Kevin Lewis
June 1st, 2009, 05:36 PM
I have been asked to film an event where the raw footage will be handed over to the organizor. No editing involved. They simply want me to show up with my camera and film whats needed. Can someone give me input on what a "work for hire" agrement is. I'm want to make sure that I avoid liability since I am simply being contracted.
Chris Davis
June 1st, 2009, 06:23 PM
A work-for-hire contract will not relieve you of any liability, but rather it assigns ownership of your work to the person hiring you. Basically the work-for-hire contract benefits the person doing the hiring, not you.
What kind of liability are you trying to avoid?
Kevin Lewis
June 1st, 2009, 09:17 PM
Chris:
I'm tring to avoid having to get releases signed, bluring out photographs and things of that nature.
Chris Davis
June 1st, 2009, 09:36 PM
I hope someone else can chime in here, but I believe releases are only needed to actually use the footage, not to shoot the footage.
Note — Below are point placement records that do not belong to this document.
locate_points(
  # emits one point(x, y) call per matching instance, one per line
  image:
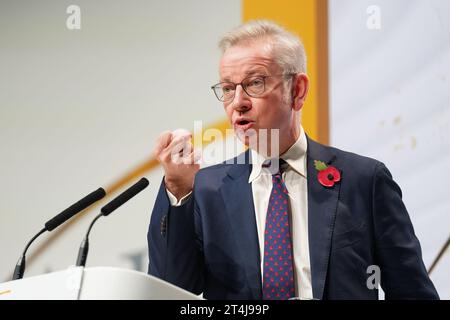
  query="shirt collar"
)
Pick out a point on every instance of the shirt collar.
point(295, 156)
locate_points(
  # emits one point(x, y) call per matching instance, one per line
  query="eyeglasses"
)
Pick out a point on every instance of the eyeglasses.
point(254, 86)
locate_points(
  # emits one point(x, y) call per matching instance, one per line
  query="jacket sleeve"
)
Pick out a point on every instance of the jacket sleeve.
point(403, 273)
point(175, 253)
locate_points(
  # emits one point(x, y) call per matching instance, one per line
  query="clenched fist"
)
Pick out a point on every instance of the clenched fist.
point(176, 154)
So I think you'd be in the clear in this case.
Brandon Nichols
June 2nd, 2009, 01:51 PM
yeah, I'd think that they would be responsible to get releases if they decide to have the footage edited and release it. I dont think it is anything you have to worry about... but I could be wrong.
Dylan Couper
June 5th, 2009, 05:56 PM
1) Show up
2) Shoot
3) Get paid
4) Hand over tapes
5) Buy beer
If they are hiring you as a shooter, collecting releases isn't your responsibility.
Adam Reuter
June 7th, 2009, 08:37 PM
A work-for-hire agreement gives copyright to the payee of services. So you no longer will have rights of distribution, sale, etc. It's a very common thing in videography/photography although it's not always a given.
To answer your other question you are covered because the other company will own all your footage and if they use it without model releases it falls on them. More than likely they will have something on the event tickets about releases or have a sign posted somewhere about filming...or at least they should.
If it's a newsworthy even then you really needn't worry.